Tuesday, March 27, 2007
The Easter Bunny cometh on the heels of Tenebrae
We’ve always colored eggs for Easter, and of course the mythical bunny left a brimming basket of chocolates and filled plastic eggs for our daughters every year. My family says I’ll make a holiday at the drop of a hat, and I figure that has to do with my German-speaking ancestors who came from Switzerland, according to our family historian. Many customs I grew up with reach to a distant time and were handed down by way of oral histories as well as histories recorded in a family Bible that dates to the 1700s.
My daughters often asked where the Easter bunny came from, and I always told them he was magic so he came from a magical place no one knows.

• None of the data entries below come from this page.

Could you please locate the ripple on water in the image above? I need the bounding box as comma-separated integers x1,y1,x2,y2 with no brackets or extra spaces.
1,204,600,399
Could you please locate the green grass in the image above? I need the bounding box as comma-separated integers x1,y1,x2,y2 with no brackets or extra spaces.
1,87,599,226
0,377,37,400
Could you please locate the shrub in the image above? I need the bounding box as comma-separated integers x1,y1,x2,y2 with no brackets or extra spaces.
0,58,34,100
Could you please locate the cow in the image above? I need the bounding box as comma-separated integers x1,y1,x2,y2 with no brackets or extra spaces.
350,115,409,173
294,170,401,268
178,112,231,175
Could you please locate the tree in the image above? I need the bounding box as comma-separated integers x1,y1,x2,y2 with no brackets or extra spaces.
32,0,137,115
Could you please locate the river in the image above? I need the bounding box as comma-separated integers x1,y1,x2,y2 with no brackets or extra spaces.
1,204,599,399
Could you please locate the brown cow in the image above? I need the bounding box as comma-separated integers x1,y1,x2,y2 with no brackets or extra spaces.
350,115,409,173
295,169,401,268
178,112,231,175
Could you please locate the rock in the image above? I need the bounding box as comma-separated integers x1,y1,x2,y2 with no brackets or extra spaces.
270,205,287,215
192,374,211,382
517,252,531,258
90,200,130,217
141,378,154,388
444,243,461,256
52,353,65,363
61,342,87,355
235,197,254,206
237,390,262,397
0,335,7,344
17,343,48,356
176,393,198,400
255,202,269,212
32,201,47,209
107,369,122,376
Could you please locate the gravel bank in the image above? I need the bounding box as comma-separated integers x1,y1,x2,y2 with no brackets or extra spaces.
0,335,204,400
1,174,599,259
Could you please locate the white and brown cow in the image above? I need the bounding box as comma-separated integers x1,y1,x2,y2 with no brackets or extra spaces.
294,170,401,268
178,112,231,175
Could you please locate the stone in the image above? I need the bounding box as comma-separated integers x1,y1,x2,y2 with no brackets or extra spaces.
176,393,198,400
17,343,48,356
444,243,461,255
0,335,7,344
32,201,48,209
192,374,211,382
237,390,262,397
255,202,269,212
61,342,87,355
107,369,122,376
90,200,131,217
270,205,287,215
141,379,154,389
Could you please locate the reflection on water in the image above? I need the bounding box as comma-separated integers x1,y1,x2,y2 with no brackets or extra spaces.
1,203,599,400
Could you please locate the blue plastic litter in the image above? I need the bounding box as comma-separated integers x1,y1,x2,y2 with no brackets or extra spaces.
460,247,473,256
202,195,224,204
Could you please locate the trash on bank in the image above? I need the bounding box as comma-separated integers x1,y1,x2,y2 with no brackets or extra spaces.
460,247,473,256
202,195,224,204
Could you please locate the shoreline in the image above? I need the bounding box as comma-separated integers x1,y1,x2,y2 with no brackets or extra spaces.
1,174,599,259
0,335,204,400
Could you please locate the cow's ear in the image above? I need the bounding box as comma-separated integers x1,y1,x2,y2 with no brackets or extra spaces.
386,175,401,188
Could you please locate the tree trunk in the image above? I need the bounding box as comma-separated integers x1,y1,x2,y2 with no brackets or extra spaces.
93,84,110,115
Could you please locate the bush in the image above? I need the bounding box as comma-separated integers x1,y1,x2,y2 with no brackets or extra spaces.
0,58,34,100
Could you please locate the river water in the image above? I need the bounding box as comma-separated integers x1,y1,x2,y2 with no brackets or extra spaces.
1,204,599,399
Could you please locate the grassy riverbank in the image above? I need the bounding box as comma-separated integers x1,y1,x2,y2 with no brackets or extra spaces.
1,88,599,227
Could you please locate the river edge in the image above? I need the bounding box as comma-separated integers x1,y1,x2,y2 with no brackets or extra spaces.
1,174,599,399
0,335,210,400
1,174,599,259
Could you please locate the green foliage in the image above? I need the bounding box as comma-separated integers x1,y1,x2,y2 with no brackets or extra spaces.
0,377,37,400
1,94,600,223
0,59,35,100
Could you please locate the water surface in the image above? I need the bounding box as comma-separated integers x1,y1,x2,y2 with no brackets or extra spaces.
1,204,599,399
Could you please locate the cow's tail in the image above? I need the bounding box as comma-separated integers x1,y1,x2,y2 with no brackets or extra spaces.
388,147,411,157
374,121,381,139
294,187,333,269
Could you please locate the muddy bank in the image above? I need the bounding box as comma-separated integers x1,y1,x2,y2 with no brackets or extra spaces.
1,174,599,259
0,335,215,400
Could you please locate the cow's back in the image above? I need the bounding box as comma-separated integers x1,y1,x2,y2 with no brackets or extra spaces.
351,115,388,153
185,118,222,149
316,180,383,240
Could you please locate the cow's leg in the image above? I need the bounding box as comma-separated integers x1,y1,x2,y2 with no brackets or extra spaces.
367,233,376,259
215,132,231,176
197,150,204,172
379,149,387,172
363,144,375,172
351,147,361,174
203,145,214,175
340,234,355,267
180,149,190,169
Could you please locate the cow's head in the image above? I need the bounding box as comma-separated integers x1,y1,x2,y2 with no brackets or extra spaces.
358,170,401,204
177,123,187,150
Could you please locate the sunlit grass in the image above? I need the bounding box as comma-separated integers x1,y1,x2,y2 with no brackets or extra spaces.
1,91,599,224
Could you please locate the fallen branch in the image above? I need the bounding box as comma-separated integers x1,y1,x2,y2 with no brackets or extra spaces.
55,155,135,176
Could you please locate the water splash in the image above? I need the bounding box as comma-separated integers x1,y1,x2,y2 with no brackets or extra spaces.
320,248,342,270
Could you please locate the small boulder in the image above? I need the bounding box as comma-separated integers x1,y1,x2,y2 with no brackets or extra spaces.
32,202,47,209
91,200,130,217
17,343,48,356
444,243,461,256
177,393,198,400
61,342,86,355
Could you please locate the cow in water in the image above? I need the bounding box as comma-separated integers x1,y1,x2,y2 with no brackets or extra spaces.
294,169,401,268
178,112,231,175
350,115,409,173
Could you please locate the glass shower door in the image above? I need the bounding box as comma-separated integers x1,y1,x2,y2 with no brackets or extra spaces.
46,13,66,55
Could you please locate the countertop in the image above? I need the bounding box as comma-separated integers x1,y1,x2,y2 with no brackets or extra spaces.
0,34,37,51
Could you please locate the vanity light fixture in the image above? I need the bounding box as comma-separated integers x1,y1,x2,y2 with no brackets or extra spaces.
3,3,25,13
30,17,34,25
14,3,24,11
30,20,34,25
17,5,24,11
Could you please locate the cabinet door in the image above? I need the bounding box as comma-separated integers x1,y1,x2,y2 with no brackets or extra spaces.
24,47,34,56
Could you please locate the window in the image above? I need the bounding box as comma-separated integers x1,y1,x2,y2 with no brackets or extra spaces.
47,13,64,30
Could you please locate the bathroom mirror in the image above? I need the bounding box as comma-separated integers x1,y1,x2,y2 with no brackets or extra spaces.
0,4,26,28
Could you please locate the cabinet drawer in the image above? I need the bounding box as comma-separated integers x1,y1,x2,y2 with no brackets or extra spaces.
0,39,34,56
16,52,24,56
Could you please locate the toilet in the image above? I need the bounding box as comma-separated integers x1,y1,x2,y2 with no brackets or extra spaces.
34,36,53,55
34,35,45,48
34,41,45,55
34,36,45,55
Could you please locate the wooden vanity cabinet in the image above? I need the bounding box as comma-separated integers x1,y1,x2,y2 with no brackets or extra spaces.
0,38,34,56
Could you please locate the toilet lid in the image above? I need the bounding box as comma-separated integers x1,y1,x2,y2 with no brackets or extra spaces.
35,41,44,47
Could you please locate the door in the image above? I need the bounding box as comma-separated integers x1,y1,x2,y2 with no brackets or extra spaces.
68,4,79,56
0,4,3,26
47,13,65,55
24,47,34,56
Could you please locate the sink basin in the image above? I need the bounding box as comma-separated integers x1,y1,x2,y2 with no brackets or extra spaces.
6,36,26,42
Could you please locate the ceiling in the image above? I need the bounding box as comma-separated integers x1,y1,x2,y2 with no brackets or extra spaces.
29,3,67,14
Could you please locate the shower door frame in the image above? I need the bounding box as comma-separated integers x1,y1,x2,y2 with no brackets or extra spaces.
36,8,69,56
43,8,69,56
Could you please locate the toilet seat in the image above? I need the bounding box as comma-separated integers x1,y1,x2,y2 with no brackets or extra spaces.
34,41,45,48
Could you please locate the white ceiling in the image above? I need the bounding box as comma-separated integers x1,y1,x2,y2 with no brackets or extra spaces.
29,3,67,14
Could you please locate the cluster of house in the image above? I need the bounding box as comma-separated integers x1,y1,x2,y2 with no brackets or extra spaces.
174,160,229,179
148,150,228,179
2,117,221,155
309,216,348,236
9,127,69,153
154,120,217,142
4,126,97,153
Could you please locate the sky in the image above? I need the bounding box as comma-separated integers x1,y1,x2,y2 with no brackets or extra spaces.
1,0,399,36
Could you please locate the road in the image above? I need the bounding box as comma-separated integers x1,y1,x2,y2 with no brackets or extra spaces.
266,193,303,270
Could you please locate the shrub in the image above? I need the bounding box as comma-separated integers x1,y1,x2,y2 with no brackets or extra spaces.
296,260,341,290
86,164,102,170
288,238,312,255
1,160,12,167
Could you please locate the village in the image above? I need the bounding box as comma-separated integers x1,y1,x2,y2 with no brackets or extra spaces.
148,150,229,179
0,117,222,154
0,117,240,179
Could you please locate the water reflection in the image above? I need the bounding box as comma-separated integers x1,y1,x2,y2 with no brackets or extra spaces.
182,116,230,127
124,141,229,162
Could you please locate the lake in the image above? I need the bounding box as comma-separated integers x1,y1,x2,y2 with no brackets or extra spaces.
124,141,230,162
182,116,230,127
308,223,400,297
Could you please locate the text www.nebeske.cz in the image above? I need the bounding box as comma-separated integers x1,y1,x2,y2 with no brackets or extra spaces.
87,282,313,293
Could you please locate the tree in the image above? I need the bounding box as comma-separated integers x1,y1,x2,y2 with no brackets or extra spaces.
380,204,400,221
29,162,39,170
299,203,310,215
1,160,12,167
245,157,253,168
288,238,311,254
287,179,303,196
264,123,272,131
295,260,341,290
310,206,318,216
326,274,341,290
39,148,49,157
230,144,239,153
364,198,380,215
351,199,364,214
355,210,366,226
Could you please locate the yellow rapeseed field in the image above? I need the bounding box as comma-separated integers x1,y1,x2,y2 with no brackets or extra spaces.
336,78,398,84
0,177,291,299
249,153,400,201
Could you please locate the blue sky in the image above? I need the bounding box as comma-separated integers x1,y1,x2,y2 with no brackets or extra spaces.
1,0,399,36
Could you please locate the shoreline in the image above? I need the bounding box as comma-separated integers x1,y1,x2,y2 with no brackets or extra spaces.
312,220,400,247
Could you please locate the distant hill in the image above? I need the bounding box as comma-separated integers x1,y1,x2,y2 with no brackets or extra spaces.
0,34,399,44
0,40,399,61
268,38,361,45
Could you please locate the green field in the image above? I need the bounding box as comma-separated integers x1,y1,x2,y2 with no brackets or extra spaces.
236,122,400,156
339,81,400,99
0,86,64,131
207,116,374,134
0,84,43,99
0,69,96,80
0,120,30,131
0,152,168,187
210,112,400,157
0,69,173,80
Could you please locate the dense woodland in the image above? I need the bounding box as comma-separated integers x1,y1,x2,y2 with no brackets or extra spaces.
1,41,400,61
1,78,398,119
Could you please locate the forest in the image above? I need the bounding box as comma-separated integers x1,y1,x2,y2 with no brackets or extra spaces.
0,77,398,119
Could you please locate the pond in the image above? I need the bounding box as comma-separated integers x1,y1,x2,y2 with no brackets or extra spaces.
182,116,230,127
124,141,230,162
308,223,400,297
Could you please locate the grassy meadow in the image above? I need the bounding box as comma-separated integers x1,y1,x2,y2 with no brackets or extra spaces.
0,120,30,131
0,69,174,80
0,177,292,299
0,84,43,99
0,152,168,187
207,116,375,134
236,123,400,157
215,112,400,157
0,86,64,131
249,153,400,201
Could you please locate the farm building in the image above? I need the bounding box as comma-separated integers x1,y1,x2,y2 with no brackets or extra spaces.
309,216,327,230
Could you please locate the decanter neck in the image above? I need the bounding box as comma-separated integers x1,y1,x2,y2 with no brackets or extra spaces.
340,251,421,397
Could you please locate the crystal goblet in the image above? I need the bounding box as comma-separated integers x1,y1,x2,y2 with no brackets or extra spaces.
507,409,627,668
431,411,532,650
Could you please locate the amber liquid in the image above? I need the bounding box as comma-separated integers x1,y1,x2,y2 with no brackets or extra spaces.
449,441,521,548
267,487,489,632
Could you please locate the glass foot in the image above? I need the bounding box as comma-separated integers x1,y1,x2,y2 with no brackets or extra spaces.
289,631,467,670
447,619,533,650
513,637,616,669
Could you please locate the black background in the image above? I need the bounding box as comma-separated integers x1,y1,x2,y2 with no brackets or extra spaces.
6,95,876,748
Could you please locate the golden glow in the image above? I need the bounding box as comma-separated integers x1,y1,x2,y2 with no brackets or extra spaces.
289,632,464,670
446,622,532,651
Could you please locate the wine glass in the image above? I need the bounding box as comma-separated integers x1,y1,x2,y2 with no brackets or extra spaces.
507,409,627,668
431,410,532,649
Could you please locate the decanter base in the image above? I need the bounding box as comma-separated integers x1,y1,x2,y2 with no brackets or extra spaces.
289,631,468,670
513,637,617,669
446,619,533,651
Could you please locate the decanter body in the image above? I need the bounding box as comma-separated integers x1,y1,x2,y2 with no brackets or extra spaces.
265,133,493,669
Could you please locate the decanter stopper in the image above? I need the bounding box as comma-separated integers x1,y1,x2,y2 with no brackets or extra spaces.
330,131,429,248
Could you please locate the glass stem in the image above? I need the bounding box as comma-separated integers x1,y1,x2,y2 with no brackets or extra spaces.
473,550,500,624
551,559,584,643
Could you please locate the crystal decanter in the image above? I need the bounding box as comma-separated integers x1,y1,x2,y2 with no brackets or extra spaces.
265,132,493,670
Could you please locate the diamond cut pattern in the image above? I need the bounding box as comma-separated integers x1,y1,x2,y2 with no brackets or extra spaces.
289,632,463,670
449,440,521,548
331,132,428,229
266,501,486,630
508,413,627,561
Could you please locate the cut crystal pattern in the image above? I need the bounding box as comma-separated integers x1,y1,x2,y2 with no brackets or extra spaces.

But the History channel offers an explanation dating to the Anglo-Saxon Teutonic goddess of spring and fertility, Eastre, who was often depicted with a hare or rabbit. The channel credits German settlers for the holiday bunny. These settlers brought to America the myth of "Oschter Haws" who hopped around on Easter Eve leaving colored eggs for children.
Christians celebrate the resurrection of Christ on Easter; ancient tribes celebrated similarly, marking the season of rebirth after a long cold winter. One of the most profound moments in my family’s Easter occurs when we attend Tenebrae on Good Friday. This is a somber service, with the church gradually fading to darkness. The altar is stripped, and the Holy Book is slammed shut. Members depart in silence. It is a service that above all others leads to an examination of the self and the soul. It is in sharp contrast to Easter Sunday when the theme is celebratory and members greet one another by saying, “The Lord is risen.” Those greeted respond, “He is risen, indeed.”
My faith is a blend of customs that date to pre-Christian times and customs that were born during our Catholic influenced period before the Reformation. I often tell others we Lutherans are renegade Catholics, but we are also renegade pagans. And of course, both Christians and Muslims can thank Jews for getting us going in the first place.
What’s important I think is that we continue our traditions, sharing oral history with our children, so that we are able to keep on going, hopefully to bring light into the world rather than darkness.